Sailing on towards Aswan, where the Nile valley ends, the cultivated fields of the river's meandering loops give way to wide sandy shores that used to mark the very boundaries of civilization. Here, new wonders await: the island of Elephantine with its two 'nilometers' that measured the level of the great river and told of famine or flood, the huge unfinished obelisk, and the Nubian Museum. On an island in the vast artificial Lake Nasser formed by the Aswan High Dam is the ancient temple complex of Philae, moved from its original location when the dam was constructed. Abu Simbel, too, was relocated in the Sixties and the two massive rock temples constructed by Ramses II are set on the lake's western bank about 230 kilometres south west of Aswan.
These, though are the southern reaches of the great Nile, a river second only to the Amazon, but Cairo, the capital of Egypt, lies almost a thousand kilometres down-river to the north. Here, in Africa's largest metropolis and the centre of the Arab world, East meets West in a melting pot of past, present and future. It's unthinkable to visit without making a pilgrimage to the great pyramids of Giza, the only one of the seven wonders of the ancient world that still exists. A visit to the burial chambers inside the pyramids, the Solar Boat Museum and the son et lumiere show before the Sphinx provide an unforgettable insight into the unique culture of the time of the pharaohs.
At the royal necropolis of Saqqara pioneering artworks speak of the wealth and creative spirit that existed in neighbouring Memphis, the first capital of the Old Kingdom. Highlights include the Step Pyramid of Djoser, a number of tombs known as mastabas, a fantastic relief decoration and the Serapeum, where the mummified sacred bulls of Apis are buried. At a short distance is Dahshur, away from the crowds, where the first pyramid-shaped monumental tomb was erected, while back in the modern city of Cairo, a visit to the Egyptian Museum with its unparalleled collection of priceless objects including the legendary treasure of Tutankhamen is a must .
When to visit
In summer, temperatures range between 26ºC and 41ºC, so any sightseeing must be done in the early morning before the sun gets too high. It is better to visit between October and April when temperatures range from 11ºC to 30ºC.

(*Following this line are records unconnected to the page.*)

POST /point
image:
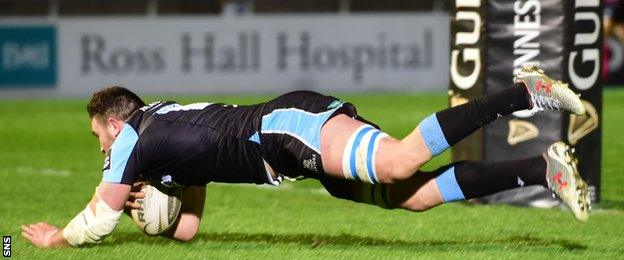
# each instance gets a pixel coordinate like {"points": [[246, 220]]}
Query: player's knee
{"points": [[397, 170]]}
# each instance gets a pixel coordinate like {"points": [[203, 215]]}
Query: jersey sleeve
{"points": [[117, 165]]}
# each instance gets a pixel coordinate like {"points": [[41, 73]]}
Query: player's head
{"points": [[108, 109]]}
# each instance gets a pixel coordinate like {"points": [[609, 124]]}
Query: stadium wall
{"points": [[249, 54]]}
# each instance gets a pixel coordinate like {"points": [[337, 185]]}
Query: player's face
{"points": [[104, 132]]}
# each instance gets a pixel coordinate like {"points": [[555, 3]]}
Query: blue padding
{"points": [[304, 126], [369, 157], [255, 138], [120, 152], [356, 143], [433, 135], [447, 184]]}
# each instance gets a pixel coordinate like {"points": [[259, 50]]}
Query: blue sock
{"points": [[448, 186], [433, 135]]}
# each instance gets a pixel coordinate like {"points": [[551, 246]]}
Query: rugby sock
{"points": [[449, 126], [474, 179]]}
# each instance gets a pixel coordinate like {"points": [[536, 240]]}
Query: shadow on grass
{"points": [[318, 240]]}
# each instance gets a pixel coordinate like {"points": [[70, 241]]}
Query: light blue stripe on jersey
{"points": [[356, 144], [304, 126], [447, 184], [255, 138], [433, 135], [120, 152], [369, 157]]}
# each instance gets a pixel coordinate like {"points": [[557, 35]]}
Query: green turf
{"points": [[50, 164]]}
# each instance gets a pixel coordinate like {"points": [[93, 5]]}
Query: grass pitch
{"points": [[50, 165]]}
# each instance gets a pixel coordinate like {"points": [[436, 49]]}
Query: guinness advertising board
{"points": [[562, 37]]}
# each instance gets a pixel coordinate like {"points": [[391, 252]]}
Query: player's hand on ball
{"points": [[135, 193], [40, 234]]}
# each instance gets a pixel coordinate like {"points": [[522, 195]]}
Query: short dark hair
{"points": [[115, 101]]}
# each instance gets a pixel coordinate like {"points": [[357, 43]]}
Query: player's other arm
{"points": [[95, 222]]}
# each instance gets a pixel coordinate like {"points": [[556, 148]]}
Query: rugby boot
{"points": [[564, 180], [547, 93]]}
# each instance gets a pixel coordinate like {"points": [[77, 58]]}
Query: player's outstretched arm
{"points": [[95, 222]]}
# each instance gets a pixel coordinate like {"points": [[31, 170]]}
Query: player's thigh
{"points": [[389, 159], [357, 191]]}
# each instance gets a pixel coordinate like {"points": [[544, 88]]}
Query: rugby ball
{"points": [[159, 209]]}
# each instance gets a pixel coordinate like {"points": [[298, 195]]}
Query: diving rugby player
{"points": [[306, 134]]}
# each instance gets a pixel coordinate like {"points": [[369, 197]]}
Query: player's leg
{"points": [[356, 151], [555, 169], [533, 90]]}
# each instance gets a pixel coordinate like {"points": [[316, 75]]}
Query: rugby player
{"points": [[306, 134]]}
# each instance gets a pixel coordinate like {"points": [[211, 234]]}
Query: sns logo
{"points": [[6, 246]]}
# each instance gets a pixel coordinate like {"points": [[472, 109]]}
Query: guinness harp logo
{"points": [[582, 125], [456, 99], [521, 131]]}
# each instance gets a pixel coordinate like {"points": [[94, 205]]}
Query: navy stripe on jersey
{"points": [[120, 152]]}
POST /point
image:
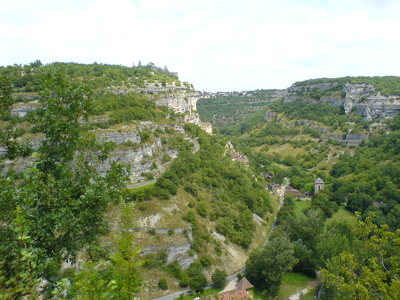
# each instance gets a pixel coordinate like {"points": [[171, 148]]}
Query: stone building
{"points": [[318, 185]]}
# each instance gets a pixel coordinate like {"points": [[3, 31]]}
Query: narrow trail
{"points": [[298, 295], [232, 279]]}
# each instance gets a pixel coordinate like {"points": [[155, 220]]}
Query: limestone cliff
{"points": [[361, 98]]}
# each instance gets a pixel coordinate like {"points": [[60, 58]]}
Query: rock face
{"points": [[141, 160], [183, 103], [362, 98]]}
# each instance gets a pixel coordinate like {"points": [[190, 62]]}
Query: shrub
{"points": [[219, 278], [163, 284]]}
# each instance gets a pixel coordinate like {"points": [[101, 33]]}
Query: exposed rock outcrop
{"points": [[362, 98]]}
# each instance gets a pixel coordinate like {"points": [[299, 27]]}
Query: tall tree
{"points": [[265, 267], [59, 206], [369, 271]]}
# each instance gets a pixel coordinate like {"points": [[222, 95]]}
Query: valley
{"points": [[202, 171]]}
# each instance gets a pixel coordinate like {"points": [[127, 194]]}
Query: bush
{"points": [[163, 284], [198, 283], [219, 278]]}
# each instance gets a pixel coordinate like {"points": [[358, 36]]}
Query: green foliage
{"points": [[387, 85], [27, 78], [219, 278], [224, 111], [163, 284], [62, 200], [198, 283], [117, 277], [265, 267], [368, 271]]}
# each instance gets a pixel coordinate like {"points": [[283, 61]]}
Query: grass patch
{"points": [[343, 214], [207, 292], [291, 283]]}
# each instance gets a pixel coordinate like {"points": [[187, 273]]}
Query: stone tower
{"points": [[318, 185]]}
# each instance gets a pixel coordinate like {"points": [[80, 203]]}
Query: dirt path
{"points": [[303, 291]]}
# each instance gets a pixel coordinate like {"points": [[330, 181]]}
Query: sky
{"points": [[217, 45]]}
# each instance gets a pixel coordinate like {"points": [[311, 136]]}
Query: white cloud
{"points": [[216, 45]]}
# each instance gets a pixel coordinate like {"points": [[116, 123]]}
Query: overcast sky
{"points": [[217, 45]]}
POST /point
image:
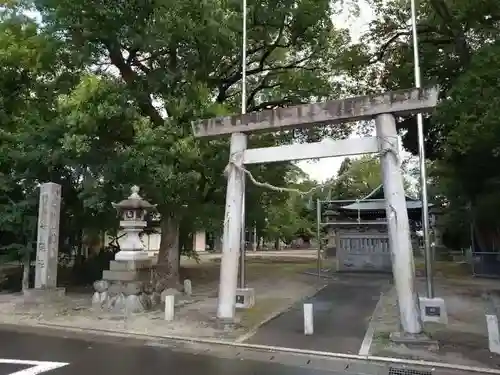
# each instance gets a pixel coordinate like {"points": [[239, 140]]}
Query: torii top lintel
{"points": [[401, 102]]}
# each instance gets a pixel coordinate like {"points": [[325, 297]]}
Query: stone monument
{"points": [[47, 250], [126, 286]]}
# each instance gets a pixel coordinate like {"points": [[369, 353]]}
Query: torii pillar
{"points": [[382, 108]]}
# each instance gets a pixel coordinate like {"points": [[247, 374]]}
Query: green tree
{"points": [[156, 66]]}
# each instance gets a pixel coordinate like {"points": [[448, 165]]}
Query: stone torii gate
{"points": [[382, 108]]}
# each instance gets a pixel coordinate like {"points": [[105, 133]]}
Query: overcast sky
{"points": [[323, 169]]}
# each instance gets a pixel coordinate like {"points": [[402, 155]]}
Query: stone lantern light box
{"points": [[133, 212]]}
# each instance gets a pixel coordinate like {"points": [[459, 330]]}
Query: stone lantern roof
{"points": [[134, 202]]}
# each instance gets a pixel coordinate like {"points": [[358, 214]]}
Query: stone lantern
{"points": [[132, 211]]}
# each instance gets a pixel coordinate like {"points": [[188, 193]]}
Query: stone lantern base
{"points": [[126, 287]]}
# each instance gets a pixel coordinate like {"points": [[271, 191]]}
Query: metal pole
{"points": [[243, 111], [421, 155], [318, 235]]}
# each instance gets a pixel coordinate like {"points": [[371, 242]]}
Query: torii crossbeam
{"points": [[382, 108]]}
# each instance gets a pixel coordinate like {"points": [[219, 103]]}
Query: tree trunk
{"points": [[169, 255], [25, 282]]}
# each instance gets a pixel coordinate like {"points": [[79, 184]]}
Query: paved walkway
{"points": [[341, 315]]}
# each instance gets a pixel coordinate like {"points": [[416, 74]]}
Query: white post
{"points": [[169, 307], [188, 288], [399, 229], [254, 238], [232, 230], [308, 319]]}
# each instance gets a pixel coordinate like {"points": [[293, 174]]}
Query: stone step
{"points": [[129, 265], [129, 275]]}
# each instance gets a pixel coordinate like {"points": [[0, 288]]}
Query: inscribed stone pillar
{"points": [[48, 236]]}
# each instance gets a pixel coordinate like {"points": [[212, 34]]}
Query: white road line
{"points": [[493, 333], [37, 367]]}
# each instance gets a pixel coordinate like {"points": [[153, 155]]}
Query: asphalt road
{"points": [[32, 354], [342, 312]]}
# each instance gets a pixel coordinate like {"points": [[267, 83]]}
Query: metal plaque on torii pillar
{"points": [[382, 108]]}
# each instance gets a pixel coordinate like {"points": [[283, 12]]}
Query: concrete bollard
{"points": [[169, 307], [188, 288], [308, 319]]}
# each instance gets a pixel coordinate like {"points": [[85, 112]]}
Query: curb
{"points": [[330, 355]]}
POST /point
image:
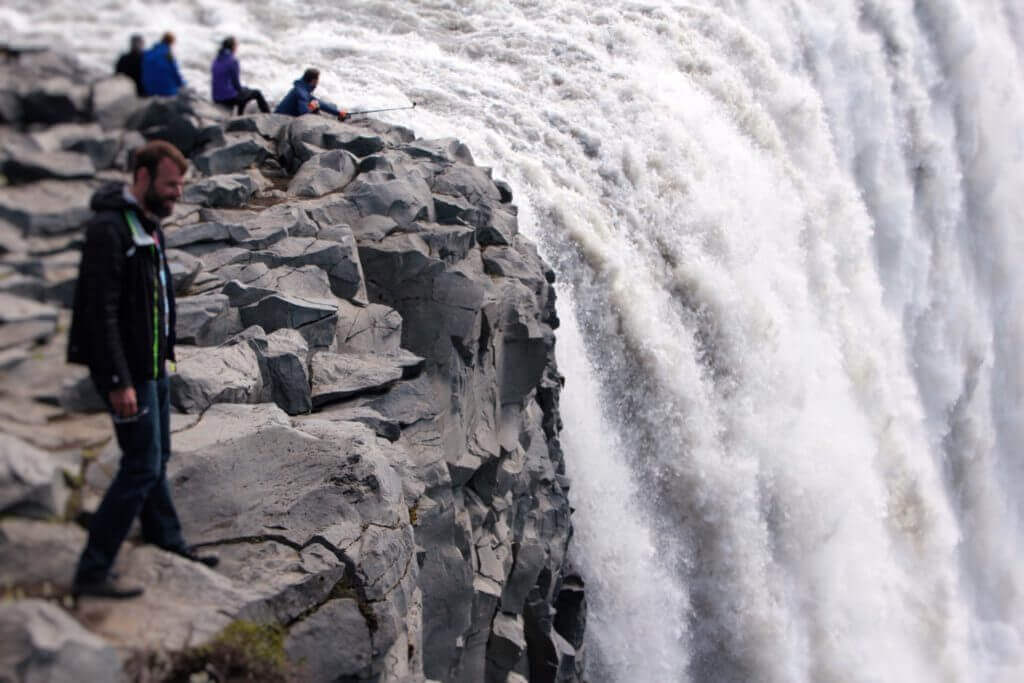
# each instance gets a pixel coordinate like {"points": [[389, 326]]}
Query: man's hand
{"points": [[124, 401]]}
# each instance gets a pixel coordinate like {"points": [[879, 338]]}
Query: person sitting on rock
{"points": [[300, 98], [122, 329], [227, 88], [160, 69], [130, 63]]}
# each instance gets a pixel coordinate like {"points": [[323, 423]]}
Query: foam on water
{"points": [[787, 236]]}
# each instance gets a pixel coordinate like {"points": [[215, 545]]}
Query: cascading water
{"points": [[786, 236]]}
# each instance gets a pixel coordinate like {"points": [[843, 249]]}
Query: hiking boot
{"points": [[105, 588], [189, 554]]}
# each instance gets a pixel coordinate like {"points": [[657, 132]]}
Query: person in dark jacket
{"points": [[300, 98], [225, 79], [130, 63], [123, 329], [160, 69]]}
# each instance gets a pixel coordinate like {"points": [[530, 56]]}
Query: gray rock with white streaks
{"points": [[267, 125], [206, 319], [25, 322], [114, 100], [31, 480], [339, 259], [47, 207], [239, 152], [39, 641], [333, 644], [339, 376], [285, 355], [221, 190], [324, 173], [406, 199], [227, 374]]}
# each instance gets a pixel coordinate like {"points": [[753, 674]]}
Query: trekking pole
{"points": [[391, 109]]}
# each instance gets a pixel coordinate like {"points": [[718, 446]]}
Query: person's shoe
{"points": [[189, 554], [105, 588]]}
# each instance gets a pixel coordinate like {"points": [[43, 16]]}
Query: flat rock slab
{"points": [[31, 480], [222, 190], [314, 642], [339, 376], [25, 322], [28, 166], [36, 552], [47, 207], [239, 153], [39, 641], [184, 603], [272, 481], [324, 173], [218, 375]]}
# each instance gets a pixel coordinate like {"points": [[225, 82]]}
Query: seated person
{"points": [[160, 70], [227, 89], [130, 63], [300, 98]]}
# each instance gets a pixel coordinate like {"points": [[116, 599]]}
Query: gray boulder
{"points": [[324, 173], [24, 322], [339, 259], [31, 480], [333, 644], [207, 319], [267, 125], [39, 641], [114, 100], [239, 152], [47, 207], [339, 376], [406, 200], [220, 375], [284, 355], [222, 190]]}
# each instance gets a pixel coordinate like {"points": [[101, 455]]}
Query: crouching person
{"points": [[123, 329]]}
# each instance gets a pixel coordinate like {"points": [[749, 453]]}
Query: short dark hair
{"points": [[150, 155]]}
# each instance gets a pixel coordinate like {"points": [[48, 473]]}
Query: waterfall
{"points": [[787, 238]]}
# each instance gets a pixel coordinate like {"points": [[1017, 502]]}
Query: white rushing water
{"points": [[787, 236]]}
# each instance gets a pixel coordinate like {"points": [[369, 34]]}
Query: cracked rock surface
{"points": [[366, 426]]}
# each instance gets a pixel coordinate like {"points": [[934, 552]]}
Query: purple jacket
{"points": [[224, 73]]}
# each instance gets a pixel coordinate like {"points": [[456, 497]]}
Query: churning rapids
{"points": [[787, 236]]}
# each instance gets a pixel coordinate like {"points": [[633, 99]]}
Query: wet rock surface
{"points": [[366, 426]]}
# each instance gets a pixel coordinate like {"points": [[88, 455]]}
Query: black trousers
{"points": [[245, 96], [139, 489]]}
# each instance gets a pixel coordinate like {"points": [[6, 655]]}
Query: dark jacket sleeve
{"points": [[102, 267]]}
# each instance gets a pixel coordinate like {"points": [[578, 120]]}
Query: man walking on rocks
{"points": [[123, 329]]}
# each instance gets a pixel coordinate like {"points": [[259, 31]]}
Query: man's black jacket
{"points": [[130, 65], [113, 325]]}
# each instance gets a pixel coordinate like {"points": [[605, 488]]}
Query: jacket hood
{"points": [[110, 198]]}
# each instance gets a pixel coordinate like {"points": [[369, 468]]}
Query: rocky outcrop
{"points": [[366, 424]]}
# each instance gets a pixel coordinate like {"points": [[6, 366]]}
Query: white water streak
{"points": [[790, 235]]}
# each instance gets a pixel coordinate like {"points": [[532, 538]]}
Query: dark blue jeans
{"points": [[139, 488]]}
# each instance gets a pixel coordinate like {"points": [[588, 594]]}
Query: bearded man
{"points": [[123, 329]]}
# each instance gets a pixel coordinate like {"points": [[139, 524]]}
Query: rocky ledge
{"points": [[367, 404]]}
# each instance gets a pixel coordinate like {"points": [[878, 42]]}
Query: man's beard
{"points": [[157, 205]]}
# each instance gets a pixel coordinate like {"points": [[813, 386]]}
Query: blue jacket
{"points": [[224, 77], [160, 71], [296, 102]]}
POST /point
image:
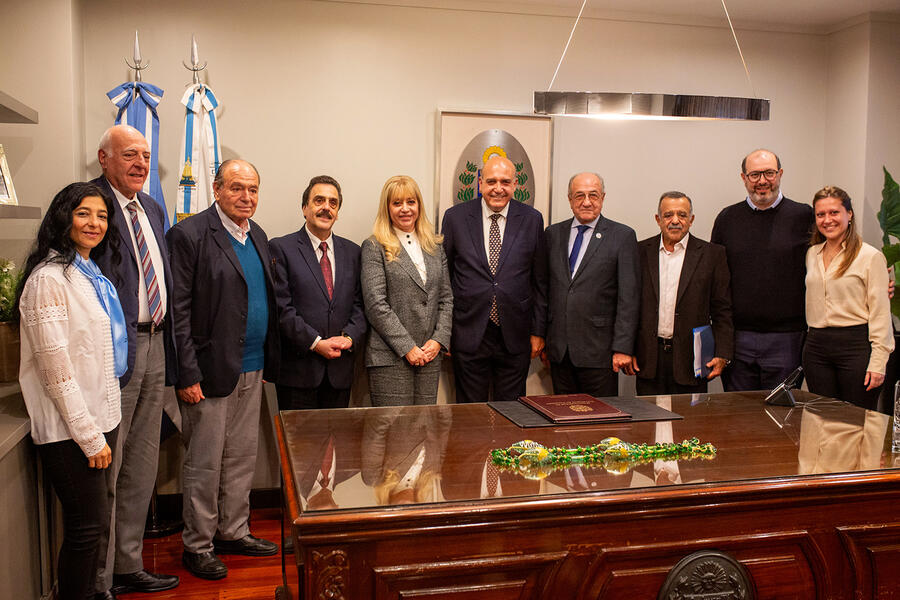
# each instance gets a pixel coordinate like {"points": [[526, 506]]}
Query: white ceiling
{"points": [[816, 16]]}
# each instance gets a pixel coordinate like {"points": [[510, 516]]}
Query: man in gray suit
{"points": [[593, 294]]}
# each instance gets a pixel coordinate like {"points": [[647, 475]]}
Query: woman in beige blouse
{"points": [[847, 310]]}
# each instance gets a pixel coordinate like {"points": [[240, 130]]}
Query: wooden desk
{"points": [[804, 498]]}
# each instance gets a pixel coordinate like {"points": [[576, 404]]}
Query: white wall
{"points": [[360, 85], [40, 62]]}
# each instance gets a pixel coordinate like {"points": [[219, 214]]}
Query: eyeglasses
{"points": [[768, 174]]}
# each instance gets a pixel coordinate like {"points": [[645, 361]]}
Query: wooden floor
{"points": [[249, 578]]}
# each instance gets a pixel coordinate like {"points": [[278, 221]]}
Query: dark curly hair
{"points": [[55, 229]]}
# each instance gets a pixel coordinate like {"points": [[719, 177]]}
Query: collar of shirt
{"points": [[682, 242], [487, 211], [316, 242], [774, 204], [236, 231]]}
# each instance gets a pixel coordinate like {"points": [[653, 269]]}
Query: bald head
{"points": [[124, 156], [498, 182], [761, 174]]}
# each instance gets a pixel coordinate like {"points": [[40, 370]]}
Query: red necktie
{"points": [[326, 270]]}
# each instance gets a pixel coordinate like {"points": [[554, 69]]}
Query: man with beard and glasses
{"points": [[766, 236], [685, 284], [320, 304]]}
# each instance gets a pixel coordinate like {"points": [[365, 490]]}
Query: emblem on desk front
{"points": [[332, 574], [707, 575]]}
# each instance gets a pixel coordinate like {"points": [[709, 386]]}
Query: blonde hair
{"points": [[423, 489], [402, 186], [851, 237]]}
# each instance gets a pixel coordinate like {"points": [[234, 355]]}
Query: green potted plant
{"points": [[9, 327], [889, 219]]}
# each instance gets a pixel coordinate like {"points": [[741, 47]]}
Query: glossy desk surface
{"points": [[442, 452]]}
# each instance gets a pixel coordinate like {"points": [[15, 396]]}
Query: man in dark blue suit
{"points": [[143, 280], [495, 255], [226, 334], [319, 303], [593, 294]]}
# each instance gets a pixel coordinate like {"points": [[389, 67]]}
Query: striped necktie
{"points": [[154, 302]]}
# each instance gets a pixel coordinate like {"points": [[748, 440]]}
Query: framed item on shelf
{"points": [[7, 191], [465, 140]]}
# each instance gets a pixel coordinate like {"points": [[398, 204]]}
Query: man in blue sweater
{"points": [[226, 336], [766, 236]]}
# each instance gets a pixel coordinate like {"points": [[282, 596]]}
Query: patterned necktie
{"points": [[326, 269], [493, 259], [576, 247], [154, 302]]}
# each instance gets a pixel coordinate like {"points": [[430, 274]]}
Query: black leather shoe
{"points": [[249, 545], [143, 581], [205, 565]]}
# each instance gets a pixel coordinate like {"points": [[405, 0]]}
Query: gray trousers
{"points": [[135, 458], [404, 384], [220, 437]]}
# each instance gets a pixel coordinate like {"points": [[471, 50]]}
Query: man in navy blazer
{"points": [[495, 255], [593, 294], [227, 340], [320, 304], [124, 156]]}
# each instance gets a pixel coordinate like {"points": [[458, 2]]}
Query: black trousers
{"points": [[835, 361], [569, 379], [664, 382], [82, 492], [323, 396], [491, 372]]}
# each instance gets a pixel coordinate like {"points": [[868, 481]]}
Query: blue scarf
{"points": [[109, 299]]}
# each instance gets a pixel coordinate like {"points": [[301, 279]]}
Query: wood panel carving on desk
{"points": [[768, 500]]}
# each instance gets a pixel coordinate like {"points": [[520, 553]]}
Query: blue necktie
{"points": [[576, 247]]}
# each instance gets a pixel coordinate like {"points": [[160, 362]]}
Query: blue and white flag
{"points": [[140, 112], [200, 154]]}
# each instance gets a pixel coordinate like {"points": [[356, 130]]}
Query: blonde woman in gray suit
{"points": [[409, 304]]}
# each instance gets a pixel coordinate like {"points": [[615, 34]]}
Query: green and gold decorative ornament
{"points": [[535, 461]]}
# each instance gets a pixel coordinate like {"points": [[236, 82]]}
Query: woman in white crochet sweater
{"points": [[72, 352]]}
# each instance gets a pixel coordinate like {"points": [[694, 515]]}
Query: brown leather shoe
{"points": [[249, 545], [205, 565]]}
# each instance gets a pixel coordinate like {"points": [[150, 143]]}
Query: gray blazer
{"points": [[404, 312]]}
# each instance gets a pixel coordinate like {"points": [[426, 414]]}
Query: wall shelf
{"points": [[13, 111]]}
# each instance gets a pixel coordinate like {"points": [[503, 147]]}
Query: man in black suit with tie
{"points": [[226, 333], [494, 251], [319, 303], [142, 280], [686, 284], [593, 294]]}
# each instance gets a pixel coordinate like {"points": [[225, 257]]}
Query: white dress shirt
{"points": [[573, 233], [152, 248], [317, 247], [486, 213], [67, 375], [670, 264], [238, 232], [410, 243]]}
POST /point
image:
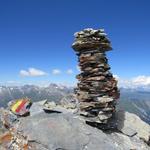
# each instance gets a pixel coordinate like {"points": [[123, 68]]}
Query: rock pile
{"points": [[97, 89]]}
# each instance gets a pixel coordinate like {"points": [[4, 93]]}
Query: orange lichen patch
{"points": [[6, 138], [25, 147]]}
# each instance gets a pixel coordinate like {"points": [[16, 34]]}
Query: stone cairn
{"points": [[97, 89]]}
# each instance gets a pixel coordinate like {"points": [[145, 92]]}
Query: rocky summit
{"points": [[59, 127], [97, 88]]}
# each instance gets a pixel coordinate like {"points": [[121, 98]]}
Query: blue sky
{"points": [[37, 34]]}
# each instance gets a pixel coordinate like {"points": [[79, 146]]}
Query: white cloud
{"points": [[32, 72], [135, 82], [69, 71], [78, 68], [56, 71]]}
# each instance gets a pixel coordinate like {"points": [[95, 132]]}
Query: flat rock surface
{"points": [[58, 131]]}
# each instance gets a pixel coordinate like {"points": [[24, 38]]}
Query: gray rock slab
{"points": [[68, 132]]}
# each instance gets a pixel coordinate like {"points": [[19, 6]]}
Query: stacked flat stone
{"points": [[97, 89]]}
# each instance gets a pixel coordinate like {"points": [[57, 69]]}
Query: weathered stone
{"points": [[95, 79], [130, 124]]}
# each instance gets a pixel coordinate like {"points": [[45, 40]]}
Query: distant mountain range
{"points": [[133, 100]]}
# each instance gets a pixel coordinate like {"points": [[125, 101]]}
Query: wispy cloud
{"points": [[56, 71], [32, 72], [139, 81], [69, 71]]}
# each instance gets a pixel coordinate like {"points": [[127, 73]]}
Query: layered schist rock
{"points": [[97, 89]]}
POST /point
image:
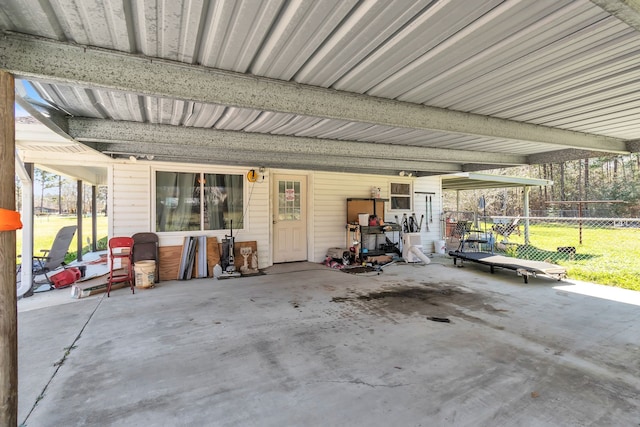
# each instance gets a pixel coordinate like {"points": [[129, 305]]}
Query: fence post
{"points": [[526, 215]]}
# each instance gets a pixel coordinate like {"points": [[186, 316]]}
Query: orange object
{"points": [[9, 220]]}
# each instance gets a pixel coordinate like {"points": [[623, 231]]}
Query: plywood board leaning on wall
{"points": [[170, 257], [169, 262]]}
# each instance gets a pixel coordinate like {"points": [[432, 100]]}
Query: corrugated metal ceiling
{"points": [[560, 64]]}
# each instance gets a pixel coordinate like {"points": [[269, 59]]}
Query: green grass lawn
{"points": [[46, 227], [608, 256]]}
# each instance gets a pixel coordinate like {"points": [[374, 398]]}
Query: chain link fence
{"points": [[597, 249]]}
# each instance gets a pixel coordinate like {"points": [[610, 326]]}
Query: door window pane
{"points": [[177, 201], [196, 201], [289, 201]]}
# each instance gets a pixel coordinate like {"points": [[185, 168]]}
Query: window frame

The vessels that sail the Nile range from large cruise ships to dahabiyas, the smaller luxury cruise vessels that are generally reserved for more exclusive trips, or the simpler feluccas, which have no cabins and are usually rented by younger travellers. Most of the cruises tie in with excursions to the temples, but you need to check whether these are included in the price or will need to be arranged and paid for on arrival. Today, it is usual to travel to Abu Simbel by bus or plane, although it can be reached by boats that sail on Lake Nasser.